А я все лениво дремала — то утром на теплом песке, то в душный полдень на влажных простынях в кровати во время долгой сиесты. Ночной воздух был свеж и легок, все кругом погружалось в тишину. Но мне ночь не приносила облегчения. Я все никак не могла избавиться от какого-то горького привкуса этого июля; вид пляжа, похожего на пышное тело цветущей женщины, угнетал меня.
Мне вовсе не нравилось грустить, я не любила душевной смуты. К тому же мне только что стукнуло двадцать…
Этот год проскользнул, как обычно, похожий на все предыдущие: в привычном ритме нечастых походов нашей компании в кино и по разным казино Алжира, в домашних вечеринках дождливыми воскресеньями, в бешеных гонках на открытых автомобилях, похожих на молодых, норовистых породистых лошадей, когда мчишься, подставив лицо ветру… А теперь внутри у меня была какая-то пустота.
Мне и раньше случалось просыпаться вялой после бурно проведенной ночи. Сколько таких ночей незаметно пронеслось в радужном веселье, под звуки джаза, в сигаретном дыму! А наутро голова была тяжелой, руки и ноги ломило от усталости и рассвет казался серым, безрадостным. Что-то похожее я испытывала и сейчас, ощущая такую же тошноту, словно опускалась, судорожно глотая воздух, в глубокий колодец…
Отец, уезжая во Францию по делам и подлечиться, оставлял меня с неохотой. Он принял одолевавшую меня скуку за отчаяние — ведь я двумя месяцами раньше отказала своему жениху без всяких на то видимых причин.
Я снисходительно улыбнулась. Уж отец-то вполне мог бы понять, что я вовсе не тороплюсь выйти замуж и мне нисколечко не жаль моей неудачной помолвки, — он вообще ни разу не видел, чтоб я лила слезы из-за любовных огорчений…
Но беспокойство его обо мне не позволяло ему видеть вещи в истинном свете, а я ему все прощала. За то лишь, что только он один был ласков со мной и эта его отцовская ласка и нежность так согревали меня. Мирием, на попечение которой он меня оставил, единственная из сестер проявлявшая обо мне материнскую заботу, была снова беременна и озабочена предстоящими родами — ей было не до меня. Мне не нравилось отсутствующее выражение, которое появлялось вдруг на ее прекрасном лице. Ее шумные дети, мальчики двух и пяти лет, безжалостно досаждали ей своей беготней. Я находила в них сходство с их отцом, чью суетность и притворство просто ненавидела. К счастью, он возвращался со службы из города поздно ночью. И мне казалось, что в этом большом доме я совершенно одна со своей усталостью и тоской.

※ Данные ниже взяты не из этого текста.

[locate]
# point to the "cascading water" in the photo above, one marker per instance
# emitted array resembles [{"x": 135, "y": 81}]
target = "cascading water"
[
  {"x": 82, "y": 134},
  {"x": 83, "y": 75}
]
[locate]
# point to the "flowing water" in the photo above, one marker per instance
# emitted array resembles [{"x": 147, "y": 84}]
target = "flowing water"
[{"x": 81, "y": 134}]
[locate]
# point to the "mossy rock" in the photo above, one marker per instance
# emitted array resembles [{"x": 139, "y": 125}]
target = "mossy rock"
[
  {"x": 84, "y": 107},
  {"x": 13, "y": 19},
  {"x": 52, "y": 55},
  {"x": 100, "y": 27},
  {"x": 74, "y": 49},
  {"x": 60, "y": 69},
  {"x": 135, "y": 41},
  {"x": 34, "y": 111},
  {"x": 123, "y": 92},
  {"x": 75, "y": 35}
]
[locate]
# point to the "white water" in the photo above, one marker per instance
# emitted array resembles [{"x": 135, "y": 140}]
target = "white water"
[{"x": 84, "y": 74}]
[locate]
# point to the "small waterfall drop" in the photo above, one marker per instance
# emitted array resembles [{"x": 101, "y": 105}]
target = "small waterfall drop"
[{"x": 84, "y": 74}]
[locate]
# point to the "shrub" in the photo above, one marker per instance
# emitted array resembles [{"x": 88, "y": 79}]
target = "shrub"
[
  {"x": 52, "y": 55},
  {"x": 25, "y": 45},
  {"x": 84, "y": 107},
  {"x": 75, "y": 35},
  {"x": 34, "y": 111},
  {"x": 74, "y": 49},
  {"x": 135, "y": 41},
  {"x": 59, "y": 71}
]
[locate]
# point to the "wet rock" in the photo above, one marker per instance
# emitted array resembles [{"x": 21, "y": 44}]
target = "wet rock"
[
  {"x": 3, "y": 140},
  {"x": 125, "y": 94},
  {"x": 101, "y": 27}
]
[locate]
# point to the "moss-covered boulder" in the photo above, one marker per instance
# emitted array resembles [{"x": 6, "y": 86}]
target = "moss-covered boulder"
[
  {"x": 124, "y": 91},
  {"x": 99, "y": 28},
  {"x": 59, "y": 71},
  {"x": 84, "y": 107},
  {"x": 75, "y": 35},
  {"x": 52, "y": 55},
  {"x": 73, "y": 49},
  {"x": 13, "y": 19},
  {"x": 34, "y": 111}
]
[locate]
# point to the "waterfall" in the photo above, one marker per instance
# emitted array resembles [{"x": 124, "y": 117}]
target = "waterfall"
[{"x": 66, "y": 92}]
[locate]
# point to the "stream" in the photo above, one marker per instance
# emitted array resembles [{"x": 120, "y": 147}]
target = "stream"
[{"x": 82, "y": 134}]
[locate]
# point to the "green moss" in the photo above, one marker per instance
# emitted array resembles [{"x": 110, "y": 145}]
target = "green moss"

Лето было жарким и душным, и, когда ближе к вечеру густой и влажный воздух постепенно редел и наполнялся запахом эвкалиптового леса, росшего неподалеку, я брала себе в сообщницы свою машину и сбегала на ней в спокойствие дорог, освещенных ярко-красными лучами заходящего солнца.
Мне нравился грустный хмель тихого вечера; я любила свое одиночество и с удовольствием погружалась в спокойное море в маленькой, неприметной бухточке, берег которой с блестящей галькой казался особенно пустынным и диким на закате.
Вода была прозрачной и холодной, как моя юность.
С мокрыми волосами, с солоноватыми от моря губами и возвращалась домой. Это и был единственный миг моего блаженства, миг умиротворенности — иначе и не назовешь ту приятную тяжесть, разливавшуюся в моем теле и одновременно приносившую ясность мысли. Хотя я опасаюсь, что не совсем точно определила свое состояние. Скорее, это была просто гармония медленно угасавшего в своем великолепии дня и томительной лености, которая обволокла тогда мою жизнь.
А жизнь эта была, в общем-то, хоть и безмятежной, но поверхностной и пустой. Было отчего почувствовать себя разуверившейся и разочарованной во всем в свои двадцать с небольшим лет.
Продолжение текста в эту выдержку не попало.